Absent a railroad possessing sufficient financial reserves and adequate liability insurance, every catastrophic accident portends financial destruction for the carrier and less than equitable settlements for innocent victims.
Short line Montreal, Maine & Atlantic went bankrupt in 2013 following its fiery Lac-Mégantic runaway tank car disaster that killed 47, injured scores, leveled 40 buildings and contaminated a river with crude oil. Claims exceeded $200 million, but the railroad could afford just $25 million in liability insurance and had only $300,000 in cash reserves. Having shut down, it later was sold at auction for less than $16 million.
A 2008 head-on collision in Chatsworth, Calif.(photo), caused by a commuter train operated by Veolia Transportation under contract to Los Angeles Metrolink, killed 25 and injured more than 130. Claims well exceeded payouts owing to a $200 million liability cap imposed by Congress in 1997 for benefit of state-owned passenger railroads and Amtrak.
A 2005 Norfolk Southern accident that released deadly chlorine gas at Graniteville, S.C., killed nine, injured more than 500, allegedly caused a textile mill to fail and resulted in tens of millions of dollars in claims settled out-of-court. While Class I railroads carry $1.5 billion in liability insurance—said to be the maximum available—their cash reserves are all that stand between an unthinkable calamity and insolvency as privately owned railroads have no liability cap. “Every time we pick up [hazardous materials], we’re placing a bet on the company,” NS CEO Wick Moorman said.
Claims from the May 2015 Amtrak derailment likely will exceed it $200 million liability cap. A self-insurance reserve will pay the first $50 million; and if Amtrak’s $150 million insurance policy can be renewed, its annual premium likely will climb another $5 million to $25 million. Unless Congress increases Amtrak’s subsidy—a difficult sell in that the Republican controlled House voted to slash Amtrak’s current subsidy by some 20%—service reductions will occur or crucial Northeast Corridor infrastructure projects, already billions of dollars short of needed funds, may have to be delayed longer.

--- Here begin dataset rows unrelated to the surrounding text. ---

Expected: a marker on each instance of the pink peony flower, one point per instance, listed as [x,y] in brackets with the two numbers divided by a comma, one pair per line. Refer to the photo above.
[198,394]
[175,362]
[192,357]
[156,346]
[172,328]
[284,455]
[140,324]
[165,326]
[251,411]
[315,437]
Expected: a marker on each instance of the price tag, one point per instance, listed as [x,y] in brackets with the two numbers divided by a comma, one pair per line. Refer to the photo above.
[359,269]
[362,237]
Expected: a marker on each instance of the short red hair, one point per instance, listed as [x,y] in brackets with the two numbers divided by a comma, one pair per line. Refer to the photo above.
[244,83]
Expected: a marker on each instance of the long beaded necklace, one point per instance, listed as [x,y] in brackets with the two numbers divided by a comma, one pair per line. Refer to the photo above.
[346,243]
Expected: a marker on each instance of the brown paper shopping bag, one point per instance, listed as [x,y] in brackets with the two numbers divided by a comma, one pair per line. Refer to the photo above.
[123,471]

As Amtrak was created as a for-profit corporation that can sue and be sued (although it has never earned a profit), it cannot invoke sovereign immunity —a legal concept that “a king can do no wrong”—to shield itself from lawsuits as can governments and their agencies. So Congress provided Amtrak a $200 million liability cap, and extended it to state-owned passenger railroads in response to courts chipping away at the sovereign immunity defense.
Following the Chatsworth accident, and now the Philadelphia Amtrak derailment, some in Congress, out of understandable concern for innocent victims, advocated increasing the liability cap from $200 million to $500 million. They don’t comprehend that the additional liability coverage could be cost prohibitive to subsidy-dependent public transit agencies and even Amtrak. Unknown is if substantially higher liability coverage for passenger operations can be found at any price. Innocent victims are entitled to adequate compensation. But when compensation threatens the financial survival of a passenger or freight railroad, there emerges an equally valid imperative that society not be deprived of rail service, or that innocent rail employees not lose jobs.
Risk cannot be eliminated, but can be mitigated. One alternative in our increasingly litigious society is for Congress to create for public and privately owned railroads a liability cap, minimum insurance requirements attuned to size and budget, and mandated contributions to a captive insurance pool to pay excess claims on a no-fault basis, much as the Price-Anderson Act protects nuclear power facilities. Had the Graniteville disaster occurred in a more populated area, the $1.5 billion in liability insurance—said to be the most available from commercial insurers—would not have begun to cover the claims and NS would have faced liquidation.
Already embedded in the Railway Labor Act is an awareness that railroads are too essential to cease service. Catastrophic accidents fit that awareness.